|
|
|
|
|
by nwh
4403 days ago
|
|
What the hell? When did I suggest that? Client side validation wasn't even a part of this, the rules are clearly enforced at the server as well. > By the way, I made mention that perhaps they're encrypting the string, and not hashing it. Encryption is the same, it's content agnostic. 20 characters doesn't make any sense with the size of a block cipher. |
|
But, as you mentioned, hash funtions always produce a fixed-length string as their output, so, hypothetically, if an evil-doer comprised the whole Yahoo! password database, and saw randomized byte values of varying length stored for the password data, it would be obvious that the passwords were encrypted, and not hashed. In which case, you'd be right: they weren't hashed, they were encrypted.

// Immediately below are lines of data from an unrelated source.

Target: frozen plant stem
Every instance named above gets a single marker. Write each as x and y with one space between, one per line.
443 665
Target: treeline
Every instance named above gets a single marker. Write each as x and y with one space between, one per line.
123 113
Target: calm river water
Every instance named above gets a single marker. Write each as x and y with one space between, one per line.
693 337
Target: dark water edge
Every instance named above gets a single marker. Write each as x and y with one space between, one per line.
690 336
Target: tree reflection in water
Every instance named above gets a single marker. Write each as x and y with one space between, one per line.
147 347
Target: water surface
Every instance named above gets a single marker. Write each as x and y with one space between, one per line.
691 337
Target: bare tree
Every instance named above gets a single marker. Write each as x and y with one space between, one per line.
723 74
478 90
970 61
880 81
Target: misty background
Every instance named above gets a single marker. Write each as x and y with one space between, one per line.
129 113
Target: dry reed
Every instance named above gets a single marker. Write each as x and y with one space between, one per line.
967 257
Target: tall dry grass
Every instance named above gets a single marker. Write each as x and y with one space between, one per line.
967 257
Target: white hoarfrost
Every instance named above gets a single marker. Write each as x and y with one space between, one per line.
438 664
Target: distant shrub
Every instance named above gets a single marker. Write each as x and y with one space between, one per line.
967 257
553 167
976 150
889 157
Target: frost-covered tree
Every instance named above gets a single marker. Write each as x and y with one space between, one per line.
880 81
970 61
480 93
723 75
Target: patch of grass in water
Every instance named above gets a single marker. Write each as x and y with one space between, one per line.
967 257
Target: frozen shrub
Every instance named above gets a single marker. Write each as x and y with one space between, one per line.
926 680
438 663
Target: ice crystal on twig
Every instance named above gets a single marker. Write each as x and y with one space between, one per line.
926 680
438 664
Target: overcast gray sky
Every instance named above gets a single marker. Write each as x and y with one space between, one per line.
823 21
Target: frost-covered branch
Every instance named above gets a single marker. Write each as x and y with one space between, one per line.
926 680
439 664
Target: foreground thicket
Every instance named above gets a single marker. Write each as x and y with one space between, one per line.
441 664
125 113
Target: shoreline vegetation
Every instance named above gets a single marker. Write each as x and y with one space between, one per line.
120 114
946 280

But still, I don't think forbidding spaces necessarily precludes the use of hashes. I also don't think Yahoo! is using a space-delimited data format for storing password data. Or at least if they were, I'd be as shocked at that as I would be to find out that they protected passwords with ROT13 or triple DES (encrypting a password with AES might be conscionable though).
To answer your question:
I think I may have misinterpretted the following: To me, I read that as "If they (being the client) hashed the user input, it wouldn't matter what the client gave..." my mistake.